We have had generations exposed to manipulated messaging of this kind. Instead of being told basic and honest information about the quality of things like homegrown vegetables, people have been tricked into buying and using products vs. growing and cultivating and enjoying nutrient-dense food.

Now, generations later, the US collectively follows the commodity model, relying on shelf-stable products and economies of scale. Unhealthy foods — and the systems of dependence they undergird — have been so widely broadcast, marketed, and propagandized, that they’re what most people grow up believing is food. They’re also the only products on the shelves that allow the food stamps to stretch from month to month. And today people wait in miles-long lines at food banks for expired versions of the same unhealthy food they can no longer afford.
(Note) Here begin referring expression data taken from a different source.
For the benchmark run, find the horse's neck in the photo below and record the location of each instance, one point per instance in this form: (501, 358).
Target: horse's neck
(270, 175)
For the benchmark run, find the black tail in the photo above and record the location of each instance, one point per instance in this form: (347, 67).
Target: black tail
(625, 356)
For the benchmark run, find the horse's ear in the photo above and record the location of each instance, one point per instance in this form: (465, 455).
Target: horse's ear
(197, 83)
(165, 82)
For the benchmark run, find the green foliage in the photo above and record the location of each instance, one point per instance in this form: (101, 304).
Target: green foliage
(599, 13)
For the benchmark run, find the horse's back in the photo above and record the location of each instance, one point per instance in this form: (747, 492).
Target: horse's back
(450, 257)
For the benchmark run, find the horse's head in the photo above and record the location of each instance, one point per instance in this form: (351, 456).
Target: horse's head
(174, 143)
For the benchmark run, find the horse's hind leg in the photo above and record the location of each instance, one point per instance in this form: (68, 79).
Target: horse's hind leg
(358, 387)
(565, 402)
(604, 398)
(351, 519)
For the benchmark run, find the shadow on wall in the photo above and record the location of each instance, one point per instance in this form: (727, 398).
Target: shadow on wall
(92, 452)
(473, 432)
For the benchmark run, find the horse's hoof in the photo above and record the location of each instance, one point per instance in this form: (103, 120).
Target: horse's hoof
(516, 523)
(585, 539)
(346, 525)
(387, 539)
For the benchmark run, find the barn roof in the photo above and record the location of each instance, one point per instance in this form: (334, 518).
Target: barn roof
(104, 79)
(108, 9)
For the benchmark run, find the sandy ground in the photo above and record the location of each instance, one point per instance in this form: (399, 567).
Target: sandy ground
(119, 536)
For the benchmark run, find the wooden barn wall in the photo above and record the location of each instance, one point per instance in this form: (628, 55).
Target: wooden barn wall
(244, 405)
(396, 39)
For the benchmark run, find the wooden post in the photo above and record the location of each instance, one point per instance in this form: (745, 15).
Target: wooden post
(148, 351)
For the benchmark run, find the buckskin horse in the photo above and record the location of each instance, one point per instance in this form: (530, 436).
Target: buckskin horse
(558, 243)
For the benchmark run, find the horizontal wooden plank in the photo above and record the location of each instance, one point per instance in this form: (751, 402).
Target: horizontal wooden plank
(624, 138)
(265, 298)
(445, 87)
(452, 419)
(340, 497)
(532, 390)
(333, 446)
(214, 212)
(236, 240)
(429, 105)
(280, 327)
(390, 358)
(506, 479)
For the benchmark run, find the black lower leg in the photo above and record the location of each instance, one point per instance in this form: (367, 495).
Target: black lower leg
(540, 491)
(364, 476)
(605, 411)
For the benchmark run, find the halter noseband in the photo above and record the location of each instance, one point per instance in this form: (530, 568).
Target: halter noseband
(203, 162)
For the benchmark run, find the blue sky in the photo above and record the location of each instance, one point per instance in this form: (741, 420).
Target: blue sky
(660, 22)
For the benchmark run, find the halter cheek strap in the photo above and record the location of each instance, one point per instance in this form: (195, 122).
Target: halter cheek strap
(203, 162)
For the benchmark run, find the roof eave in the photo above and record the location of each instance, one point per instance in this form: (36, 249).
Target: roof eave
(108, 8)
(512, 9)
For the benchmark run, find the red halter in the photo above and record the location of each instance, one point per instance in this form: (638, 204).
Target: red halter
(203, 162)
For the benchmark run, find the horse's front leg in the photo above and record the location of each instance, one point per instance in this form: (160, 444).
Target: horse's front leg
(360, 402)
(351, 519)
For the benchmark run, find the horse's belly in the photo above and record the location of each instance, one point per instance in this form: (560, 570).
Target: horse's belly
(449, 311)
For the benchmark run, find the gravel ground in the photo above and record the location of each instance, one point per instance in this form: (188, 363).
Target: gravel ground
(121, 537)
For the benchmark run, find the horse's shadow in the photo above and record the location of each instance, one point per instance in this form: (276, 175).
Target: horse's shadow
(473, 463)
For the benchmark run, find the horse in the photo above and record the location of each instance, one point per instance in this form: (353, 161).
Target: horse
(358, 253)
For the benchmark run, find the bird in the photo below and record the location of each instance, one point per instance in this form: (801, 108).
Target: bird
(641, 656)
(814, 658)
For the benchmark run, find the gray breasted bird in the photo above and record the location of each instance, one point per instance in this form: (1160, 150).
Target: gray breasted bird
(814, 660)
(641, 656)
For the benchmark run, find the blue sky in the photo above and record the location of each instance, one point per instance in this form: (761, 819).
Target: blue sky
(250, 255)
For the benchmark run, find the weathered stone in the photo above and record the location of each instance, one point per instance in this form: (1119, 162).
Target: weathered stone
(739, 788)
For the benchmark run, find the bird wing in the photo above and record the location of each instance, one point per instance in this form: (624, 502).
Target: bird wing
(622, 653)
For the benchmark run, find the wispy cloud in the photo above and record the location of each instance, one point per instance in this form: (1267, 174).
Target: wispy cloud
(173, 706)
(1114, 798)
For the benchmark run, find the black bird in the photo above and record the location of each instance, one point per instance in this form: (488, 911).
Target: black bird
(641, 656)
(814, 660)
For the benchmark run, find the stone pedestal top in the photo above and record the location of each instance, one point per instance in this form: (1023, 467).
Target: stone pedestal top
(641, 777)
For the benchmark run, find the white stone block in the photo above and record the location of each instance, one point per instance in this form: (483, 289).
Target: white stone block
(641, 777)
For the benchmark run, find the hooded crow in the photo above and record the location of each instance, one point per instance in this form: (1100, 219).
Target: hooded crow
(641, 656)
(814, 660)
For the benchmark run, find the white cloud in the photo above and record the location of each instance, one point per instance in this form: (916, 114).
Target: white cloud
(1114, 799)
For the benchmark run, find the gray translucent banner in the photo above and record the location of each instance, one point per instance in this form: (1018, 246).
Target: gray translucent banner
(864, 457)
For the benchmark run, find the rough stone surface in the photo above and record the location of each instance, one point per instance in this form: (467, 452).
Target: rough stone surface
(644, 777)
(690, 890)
That system last year was exposed for its frailty. It’s so brittle, billions of dollars couldn’t repair it. Yet marketing continues to push it, and the government continues to subsidize the industry. Billions, even trillions of dollars in emergency spending were consumed so quickly… which could have — should have — gone to investing in community-centered projects, resilience-based projects, projects that help us prepare for an uncertain future.

Policies need to change. Hard work needs to happen — blood, sweat, and tears. Joy is in it though, too, the joy that awaits in the budding of new seedlings.

Our generation is up against generations of social conditioning that re-enforced systems of exploitation, quick fixes, and entrenched thought processes.

We have hope, arriving with the Spring and each seedling sending its leaves up to the sky, roots anchoring firmly in the Earth.